After years of breaking down, my sedan recently died.  Finding myself in the market for a new car, I did what most Americans would do – went to the web.  Reading reviews and checking rankings, it quickly became clear that each website emphasized something different: Some valued fuel-efficiency and reliability, while others made safety the primary concern.  Others clearly put a premium on style and performance.  It was enough to make my head spin, until I stopped to consider: What really mattered to me?  I decided that safety and reliability were my primary concerns and how fun a car was to drive was an important, if somewhat distant, third consideration.

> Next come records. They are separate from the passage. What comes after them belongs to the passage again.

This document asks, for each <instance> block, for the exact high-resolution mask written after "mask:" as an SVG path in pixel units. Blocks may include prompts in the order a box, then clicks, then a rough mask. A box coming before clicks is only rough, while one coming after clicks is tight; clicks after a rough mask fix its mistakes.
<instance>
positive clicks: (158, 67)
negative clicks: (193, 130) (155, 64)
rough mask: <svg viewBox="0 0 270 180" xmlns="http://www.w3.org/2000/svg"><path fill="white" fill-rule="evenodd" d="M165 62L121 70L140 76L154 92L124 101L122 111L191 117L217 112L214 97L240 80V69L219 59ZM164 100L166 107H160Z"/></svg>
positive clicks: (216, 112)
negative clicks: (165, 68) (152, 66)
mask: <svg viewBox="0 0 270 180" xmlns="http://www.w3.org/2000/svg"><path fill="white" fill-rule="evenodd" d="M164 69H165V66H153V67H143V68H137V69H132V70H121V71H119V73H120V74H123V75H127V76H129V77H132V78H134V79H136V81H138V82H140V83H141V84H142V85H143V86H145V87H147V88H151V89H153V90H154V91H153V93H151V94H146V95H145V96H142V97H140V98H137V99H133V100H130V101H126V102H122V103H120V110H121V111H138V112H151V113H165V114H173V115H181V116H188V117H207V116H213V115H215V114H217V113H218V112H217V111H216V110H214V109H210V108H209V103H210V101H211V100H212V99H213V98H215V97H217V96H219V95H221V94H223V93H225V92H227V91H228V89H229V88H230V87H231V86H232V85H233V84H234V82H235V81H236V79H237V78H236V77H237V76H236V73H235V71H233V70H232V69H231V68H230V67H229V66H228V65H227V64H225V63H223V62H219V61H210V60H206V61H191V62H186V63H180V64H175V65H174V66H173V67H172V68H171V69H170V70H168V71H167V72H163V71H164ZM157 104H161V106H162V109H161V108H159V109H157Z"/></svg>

For years, many of us have complained about the lack of similarly accessible, reliable information about healthcare.  These issues are particularly salient when we consider hospital care. Despite a long-standing belief that all hospitals are the same, the truth is startlingly different:  where you go has a profound impact on whether you live or die, whether you are harmed or not.  There is an urgent need for better information, especially as consumers spend more money out of pocket on healthcare.  Until recently, this type of transparent, consumer-focused information simply didn’t exist.

Over the past couple of months, things have begun to change. Three major organizations recently released groundbreaking hospital rankings.  The Leapfrog Group, a well-respected organization focused on promoting safer hospital care, assigned hospitals grades (“A” through “F”) based on how well it cared for patients without harming them*.